Le
Nouveau,
roman, éditions Gallimard
LE NOUVEAU ET L'INFINI
“Les
hommes pérorent, les femmes radotent, l’argent circule.”
Ainsi
va le monde. Ainsi le résume Philippe Sollers. Non plus du bruit et de la
fureur mais du vacarme et de la répétition.
Ritournelle
et routine, le monde tourne en rond dans une danse au-dessus du volcan toujours
plus effrénée. La jeunesse a beau crier “moins de
banques, plus de banquise”, les gilets jaunes continuer à brûler sur leur passage
tout signe de richesse ostentatoire, le monde bouge peu et le temps n’est pas
encore sorti de ses gonds.
André
Breton l’écrivait en 1922 “’est à croire qu’une coalition est toujours prête à
se former pour qu’il ne se passe rien”. Presque cent ans plus tard, la
coalition semble toujours aussi efficace.
Pour
faire tomber la coalition, rien de mieux que les écrivains.
Qu’est-ce
qu’un écrivain ? Un travailleur de la langue qui perturbe joyeusement l’ordre
ordinaire des jours. “Les jours se mêlent dans un ordre plus audacieux” dit
l’exergue de Hölderlin choisie par Sollers pour son dernier livre.
L’écrivain
est un contemporain absolu, un homme qui écrit avec ses oreilles, un corps qui
vit au paradis, vertige calme et léger au cœur du temps, donc affranchi de sa
loi, rajeunissant en vieillissant.
“Paradis
veut dire : transmutation immédiate du négatif en positif.

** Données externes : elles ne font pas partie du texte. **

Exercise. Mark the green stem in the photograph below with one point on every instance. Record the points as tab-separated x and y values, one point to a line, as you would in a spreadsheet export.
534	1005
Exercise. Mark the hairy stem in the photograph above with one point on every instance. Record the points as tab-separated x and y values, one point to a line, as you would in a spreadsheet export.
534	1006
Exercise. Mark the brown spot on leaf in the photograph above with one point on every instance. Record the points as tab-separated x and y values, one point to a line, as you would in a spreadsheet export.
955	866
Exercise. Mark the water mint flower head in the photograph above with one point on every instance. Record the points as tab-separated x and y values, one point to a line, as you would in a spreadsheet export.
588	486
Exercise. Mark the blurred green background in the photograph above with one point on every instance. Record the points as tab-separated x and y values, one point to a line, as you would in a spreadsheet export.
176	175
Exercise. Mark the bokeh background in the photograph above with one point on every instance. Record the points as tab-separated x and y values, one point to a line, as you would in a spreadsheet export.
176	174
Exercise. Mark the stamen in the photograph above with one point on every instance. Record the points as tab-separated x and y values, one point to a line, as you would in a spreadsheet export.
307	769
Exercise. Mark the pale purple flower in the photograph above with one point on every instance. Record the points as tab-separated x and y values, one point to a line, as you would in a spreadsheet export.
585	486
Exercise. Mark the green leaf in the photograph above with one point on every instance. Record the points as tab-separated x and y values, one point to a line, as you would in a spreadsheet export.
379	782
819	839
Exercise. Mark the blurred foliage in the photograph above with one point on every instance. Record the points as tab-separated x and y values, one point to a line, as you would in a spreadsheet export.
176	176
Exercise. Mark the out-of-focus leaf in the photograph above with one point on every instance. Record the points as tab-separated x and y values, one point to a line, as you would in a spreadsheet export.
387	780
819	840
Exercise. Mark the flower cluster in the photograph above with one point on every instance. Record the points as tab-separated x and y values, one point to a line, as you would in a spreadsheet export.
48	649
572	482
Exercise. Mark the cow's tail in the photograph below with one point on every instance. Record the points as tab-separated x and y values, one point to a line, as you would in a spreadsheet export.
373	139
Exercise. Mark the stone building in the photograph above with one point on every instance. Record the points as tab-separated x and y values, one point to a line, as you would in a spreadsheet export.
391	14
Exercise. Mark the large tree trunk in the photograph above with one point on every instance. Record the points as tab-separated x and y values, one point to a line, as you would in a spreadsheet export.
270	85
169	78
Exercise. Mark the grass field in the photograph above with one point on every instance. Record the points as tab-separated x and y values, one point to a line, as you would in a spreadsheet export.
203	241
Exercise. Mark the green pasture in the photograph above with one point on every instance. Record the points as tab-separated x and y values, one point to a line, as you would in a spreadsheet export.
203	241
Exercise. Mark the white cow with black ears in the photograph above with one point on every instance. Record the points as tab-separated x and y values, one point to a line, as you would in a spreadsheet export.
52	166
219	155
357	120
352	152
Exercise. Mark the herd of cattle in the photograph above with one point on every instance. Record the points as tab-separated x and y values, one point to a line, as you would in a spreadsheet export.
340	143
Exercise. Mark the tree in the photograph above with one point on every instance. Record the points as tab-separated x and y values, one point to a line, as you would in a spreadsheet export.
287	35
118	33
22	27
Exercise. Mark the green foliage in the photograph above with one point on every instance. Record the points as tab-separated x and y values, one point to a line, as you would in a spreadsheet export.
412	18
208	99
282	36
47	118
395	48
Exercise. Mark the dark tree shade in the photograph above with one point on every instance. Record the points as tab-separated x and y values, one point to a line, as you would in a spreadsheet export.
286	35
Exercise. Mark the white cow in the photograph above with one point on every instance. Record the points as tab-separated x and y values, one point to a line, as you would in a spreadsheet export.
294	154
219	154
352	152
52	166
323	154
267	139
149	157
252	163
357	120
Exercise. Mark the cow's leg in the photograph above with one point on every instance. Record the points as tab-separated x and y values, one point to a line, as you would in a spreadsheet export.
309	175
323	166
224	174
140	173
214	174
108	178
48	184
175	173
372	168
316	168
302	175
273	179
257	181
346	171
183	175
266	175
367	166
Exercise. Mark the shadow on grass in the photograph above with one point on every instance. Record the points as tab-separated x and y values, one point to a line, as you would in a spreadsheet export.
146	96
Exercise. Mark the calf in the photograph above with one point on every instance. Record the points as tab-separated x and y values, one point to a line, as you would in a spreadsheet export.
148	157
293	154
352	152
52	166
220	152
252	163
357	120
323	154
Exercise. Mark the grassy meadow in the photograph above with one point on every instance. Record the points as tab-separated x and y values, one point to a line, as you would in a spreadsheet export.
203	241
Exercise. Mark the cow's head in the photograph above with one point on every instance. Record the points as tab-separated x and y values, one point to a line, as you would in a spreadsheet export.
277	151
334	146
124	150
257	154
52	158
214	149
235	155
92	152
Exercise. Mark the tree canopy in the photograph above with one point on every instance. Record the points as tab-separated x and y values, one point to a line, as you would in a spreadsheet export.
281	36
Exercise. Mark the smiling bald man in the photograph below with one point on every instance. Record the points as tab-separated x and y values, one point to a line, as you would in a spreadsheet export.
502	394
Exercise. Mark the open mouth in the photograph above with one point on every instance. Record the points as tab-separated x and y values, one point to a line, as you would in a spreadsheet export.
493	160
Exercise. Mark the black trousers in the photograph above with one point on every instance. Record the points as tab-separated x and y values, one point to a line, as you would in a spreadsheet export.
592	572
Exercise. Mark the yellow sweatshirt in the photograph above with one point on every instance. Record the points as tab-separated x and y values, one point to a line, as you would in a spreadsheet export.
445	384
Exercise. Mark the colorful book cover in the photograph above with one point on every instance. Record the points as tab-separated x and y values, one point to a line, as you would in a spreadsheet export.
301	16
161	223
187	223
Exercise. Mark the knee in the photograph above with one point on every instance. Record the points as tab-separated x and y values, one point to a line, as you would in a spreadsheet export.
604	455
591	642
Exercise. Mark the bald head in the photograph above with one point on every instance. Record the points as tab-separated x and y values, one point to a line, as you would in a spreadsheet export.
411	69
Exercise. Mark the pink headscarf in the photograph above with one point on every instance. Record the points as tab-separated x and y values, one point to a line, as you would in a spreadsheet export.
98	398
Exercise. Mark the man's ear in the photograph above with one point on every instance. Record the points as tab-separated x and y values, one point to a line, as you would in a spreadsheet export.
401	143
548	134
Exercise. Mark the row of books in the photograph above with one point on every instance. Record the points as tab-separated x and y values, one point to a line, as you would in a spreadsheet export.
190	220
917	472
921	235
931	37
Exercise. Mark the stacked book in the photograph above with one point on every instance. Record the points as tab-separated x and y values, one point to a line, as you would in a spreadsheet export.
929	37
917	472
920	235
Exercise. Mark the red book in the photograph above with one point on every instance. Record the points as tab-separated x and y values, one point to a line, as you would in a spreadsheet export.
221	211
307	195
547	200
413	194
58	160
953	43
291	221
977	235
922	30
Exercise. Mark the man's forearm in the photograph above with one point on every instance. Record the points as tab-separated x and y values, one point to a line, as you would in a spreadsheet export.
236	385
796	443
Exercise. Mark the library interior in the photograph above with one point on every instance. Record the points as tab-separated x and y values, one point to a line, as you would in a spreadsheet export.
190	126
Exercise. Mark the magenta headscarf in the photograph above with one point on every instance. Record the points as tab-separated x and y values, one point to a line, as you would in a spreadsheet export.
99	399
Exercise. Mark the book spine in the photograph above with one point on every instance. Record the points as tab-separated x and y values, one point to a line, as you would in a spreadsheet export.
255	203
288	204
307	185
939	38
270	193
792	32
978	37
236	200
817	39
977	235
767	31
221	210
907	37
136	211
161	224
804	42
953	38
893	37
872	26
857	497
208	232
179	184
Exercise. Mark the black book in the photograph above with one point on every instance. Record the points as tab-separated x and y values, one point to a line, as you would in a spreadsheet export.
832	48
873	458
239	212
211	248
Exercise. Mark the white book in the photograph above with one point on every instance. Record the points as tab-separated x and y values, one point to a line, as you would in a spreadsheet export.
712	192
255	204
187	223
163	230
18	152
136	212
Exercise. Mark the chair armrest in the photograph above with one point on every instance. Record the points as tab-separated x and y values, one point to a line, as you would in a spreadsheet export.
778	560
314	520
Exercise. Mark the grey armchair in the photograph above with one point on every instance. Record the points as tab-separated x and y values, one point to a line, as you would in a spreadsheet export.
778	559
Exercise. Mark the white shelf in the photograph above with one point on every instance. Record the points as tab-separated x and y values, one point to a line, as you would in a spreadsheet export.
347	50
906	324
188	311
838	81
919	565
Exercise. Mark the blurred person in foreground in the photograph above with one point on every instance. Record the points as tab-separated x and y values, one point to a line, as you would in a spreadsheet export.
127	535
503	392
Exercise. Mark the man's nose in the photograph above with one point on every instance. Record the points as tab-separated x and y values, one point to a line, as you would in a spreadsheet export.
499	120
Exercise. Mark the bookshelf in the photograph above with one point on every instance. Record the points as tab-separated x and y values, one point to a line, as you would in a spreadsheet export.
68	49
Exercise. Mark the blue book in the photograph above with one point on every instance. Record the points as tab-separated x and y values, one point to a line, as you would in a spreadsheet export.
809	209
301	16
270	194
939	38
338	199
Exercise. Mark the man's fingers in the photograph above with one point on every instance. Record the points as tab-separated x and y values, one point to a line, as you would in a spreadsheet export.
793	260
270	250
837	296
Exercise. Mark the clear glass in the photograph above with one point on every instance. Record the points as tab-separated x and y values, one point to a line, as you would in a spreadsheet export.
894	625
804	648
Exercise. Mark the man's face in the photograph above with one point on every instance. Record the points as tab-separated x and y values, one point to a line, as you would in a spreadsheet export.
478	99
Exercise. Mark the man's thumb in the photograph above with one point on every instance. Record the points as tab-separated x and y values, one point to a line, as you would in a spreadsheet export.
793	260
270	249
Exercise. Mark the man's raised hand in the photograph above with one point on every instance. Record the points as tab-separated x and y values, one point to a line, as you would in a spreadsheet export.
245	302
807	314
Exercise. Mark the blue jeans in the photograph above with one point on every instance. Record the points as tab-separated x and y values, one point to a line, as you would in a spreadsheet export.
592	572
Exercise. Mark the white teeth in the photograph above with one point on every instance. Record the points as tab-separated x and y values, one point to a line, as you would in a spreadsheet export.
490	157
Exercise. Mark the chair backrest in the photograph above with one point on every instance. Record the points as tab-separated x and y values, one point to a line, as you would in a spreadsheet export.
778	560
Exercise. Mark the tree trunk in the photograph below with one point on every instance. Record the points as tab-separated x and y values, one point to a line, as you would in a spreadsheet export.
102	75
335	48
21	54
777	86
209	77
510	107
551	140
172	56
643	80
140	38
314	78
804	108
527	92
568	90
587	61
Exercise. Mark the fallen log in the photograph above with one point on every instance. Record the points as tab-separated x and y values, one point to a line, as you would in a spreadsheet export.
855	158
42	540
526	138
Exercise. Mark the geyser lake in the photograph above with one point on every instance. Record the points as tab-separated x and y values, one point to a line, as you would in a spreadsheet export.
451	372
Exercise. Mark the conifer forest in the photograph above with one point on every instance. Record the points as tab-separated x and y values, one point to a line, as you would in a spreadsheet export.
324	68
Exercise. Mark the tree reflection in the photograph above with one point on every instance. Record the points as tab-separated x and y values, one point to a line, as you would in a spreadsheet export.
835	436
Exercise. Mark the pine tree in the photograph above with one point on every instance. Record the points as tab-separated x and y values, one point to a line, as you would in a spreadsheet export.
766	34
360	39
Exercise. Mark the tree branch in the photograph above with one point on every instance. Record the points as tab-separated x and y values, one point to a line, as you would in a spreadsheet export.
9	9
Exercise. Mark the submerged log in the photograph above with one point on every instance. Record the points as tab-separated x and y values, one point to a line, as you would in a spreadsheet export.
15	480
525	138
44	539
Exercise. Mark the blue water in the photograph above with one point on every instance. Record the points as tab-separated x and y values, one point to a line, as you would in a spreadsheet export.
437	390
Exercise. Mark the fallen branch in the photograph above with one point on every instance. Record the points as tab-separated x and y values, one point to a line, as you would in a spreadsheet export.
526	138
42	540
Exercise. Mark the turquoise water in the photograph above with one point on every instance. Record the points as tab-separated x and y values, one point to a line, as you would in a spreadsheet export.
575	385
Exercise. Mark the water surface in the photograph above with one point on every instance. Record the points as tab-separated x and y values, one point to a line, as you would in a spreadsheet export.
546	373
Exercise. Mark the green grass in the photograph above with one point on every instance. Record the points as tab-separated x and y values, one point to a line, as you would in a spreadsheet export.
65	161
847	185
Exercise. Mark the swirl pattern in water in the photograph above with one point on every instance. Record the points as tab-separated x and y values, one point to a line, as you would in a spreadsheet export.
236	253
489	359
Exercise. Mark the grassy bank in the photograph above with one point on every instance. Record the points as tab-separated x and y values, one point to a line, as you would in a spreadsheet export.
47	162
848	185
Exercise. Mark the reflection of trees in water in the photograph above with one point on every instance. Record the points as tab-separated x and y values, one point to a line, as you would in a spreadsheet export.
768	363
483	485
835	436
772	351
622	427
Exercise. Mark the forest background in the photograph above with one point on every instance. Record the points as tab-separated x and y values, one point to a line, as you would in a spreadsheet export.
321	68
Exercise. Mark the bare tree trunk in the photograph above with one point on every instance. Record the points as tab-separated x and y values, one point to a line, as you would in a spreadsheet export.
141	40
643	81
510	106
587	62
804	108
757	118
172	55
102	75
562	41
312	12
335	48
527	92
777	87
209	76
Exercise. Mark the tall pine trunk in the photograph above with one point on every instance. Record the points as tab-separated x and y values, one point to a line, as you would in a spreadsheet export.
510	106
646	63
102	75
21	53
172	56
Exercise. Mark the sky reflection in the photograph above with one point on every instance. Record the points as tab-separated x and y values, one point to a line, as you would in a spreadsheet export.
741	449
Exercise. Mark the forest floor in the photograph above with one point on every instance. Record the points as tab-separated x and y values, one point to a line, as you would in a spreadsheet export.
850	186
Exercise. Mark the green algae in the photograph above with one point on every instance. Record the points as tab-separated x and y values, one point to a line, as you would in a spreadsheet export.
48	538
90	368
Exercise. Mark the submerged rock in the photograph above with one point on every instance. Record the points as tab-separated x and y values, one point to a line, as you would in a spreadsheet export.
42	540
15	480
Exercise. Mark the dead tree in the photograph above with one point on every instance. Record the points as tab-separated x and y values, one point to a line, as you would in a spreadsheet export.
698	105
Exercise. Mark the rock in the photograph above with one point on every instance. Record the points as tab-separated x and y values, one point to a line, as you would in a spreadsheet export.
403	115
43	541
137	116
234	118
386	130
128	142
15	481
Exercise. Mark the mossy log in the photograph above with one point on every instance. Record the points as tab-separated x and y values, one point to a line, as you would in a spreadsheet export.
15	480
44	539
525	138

Le doute devient
certitude, la fatigue repos, la terreur harmonie, l’horreur bonheur, l’angoisse
sérénité, la laideur beauté, la dispersion concentration le bavardage silence,
la torpeur éveil, la société tout entière une plage.”
L’écrivain
est le seul contemporain absolu, il vit en compagnie de ceux qui seront
toujours nouveaux, Saint-Simon, Rimbaud, Proust Dante, Homère, Shakespeare,
Joyce, Kafka, Montaigne. Il a aussi le privilège de voir simultanément les
vivants et les morts, les vivants dans les morts ou les morts dans les vivants,
par sédimentation ou surimpression. Il sait la contiguïté entre les lieux et la
continuité entre les êtres.
Un
classique c’est une œuvre qui n’a pas jamais fini de dire ce qu’elle a à dire
pensait Italo Calvino. Tout classique est une ressource inépuisable, une
énergie renouvelable à l’infini. Encore faut-il un corps et un esprit
suffisamment affûtés et aguerris pour aller y puiser ce qui est à jamais
nouveau : toute l’éducation vise à cela. “C’est justement pour préserver ce qui
est nouveau et révolutionnaire dans chaque enfant que l’éducation doit être
conservatrice ; elle doit protéger cette nouveauté et l’introduire comme un
ferment dans un monde déjà vieux” notait Arendt dans ‘La crise de l’éducation’.
Ce
qui est nouveau, ce n’est pas l’innovant, petit dieu tyrannique de notre époque
et son exclusif dispensateur de salut. S’adapter et innover comme seul impératif
catégorique ! Le supplice est assuré, la réussite aléatoire.
Le
neuf passe vite, l’innovant ne sait pas où il va, seul le nouveau résiste et
résiste parce qu’il échappe. Le neuf est déjà un vieillard, l’innovant une oie
sans tête engraissée par la frénésie du capital et de la publicité, seul le
nouveau insiste, persiste. Le Nouveau comme le nom du bateau du
grand-père Louis, comme le théâtre sans salle ni acteurs ni public que Sollers
décide de fonder pour que “tout s’y déroule en silence, à l’écoute de la
percussion des mots”.
Car
le nouveau fuit les fans et les touristes. Il aime les chasseurs solitaires et
les navigateurs qui ont vu “des archipels sidéraux et des îles dont les cieux
délirants sont ouverts au vogueur”.
Comme
l’oracle qui se contente de faire signe sans rien dire ni montrer, le nouveau
est ce dieu furtif qui demande une patience insouciante pour l’approcher.
Une
patience insouciante ? Mais c’est une contradiction dans les termes Madame ! Et
pourtant il faut l’inventer cette patience qui ne se soucie pas ce qui va
arriver, qui ne force pas ce qu’elle attend, qui accepte d’attendre pour rien,
une patience sans inquiétude, débarrassée du sérieux et la gravité qui
assombrissent habituellement le visage des patients, une patience légère. Celle
de la littérature. Attendre pour rien, sans doute la seule façon de faire
arriver le miracle : le nouveau !
“Le
dieu extrême ne recommande rien sauf l’attente.” Non pas une attente
messianique ou rédemptrice, fruit de l’angoisse stérile et de l’espérance
vaine, mais une attente sans objet qui serait attentive enfin au moindre signe,
un geste, un sourire, une mouette qui fond sur vous, un souffle muet, un mot
qui percute.
“Les
mouettes du matin enveloppent le ciel, celles du soir font vibrer la mer.” ‘Veni, vidi, scripsi.’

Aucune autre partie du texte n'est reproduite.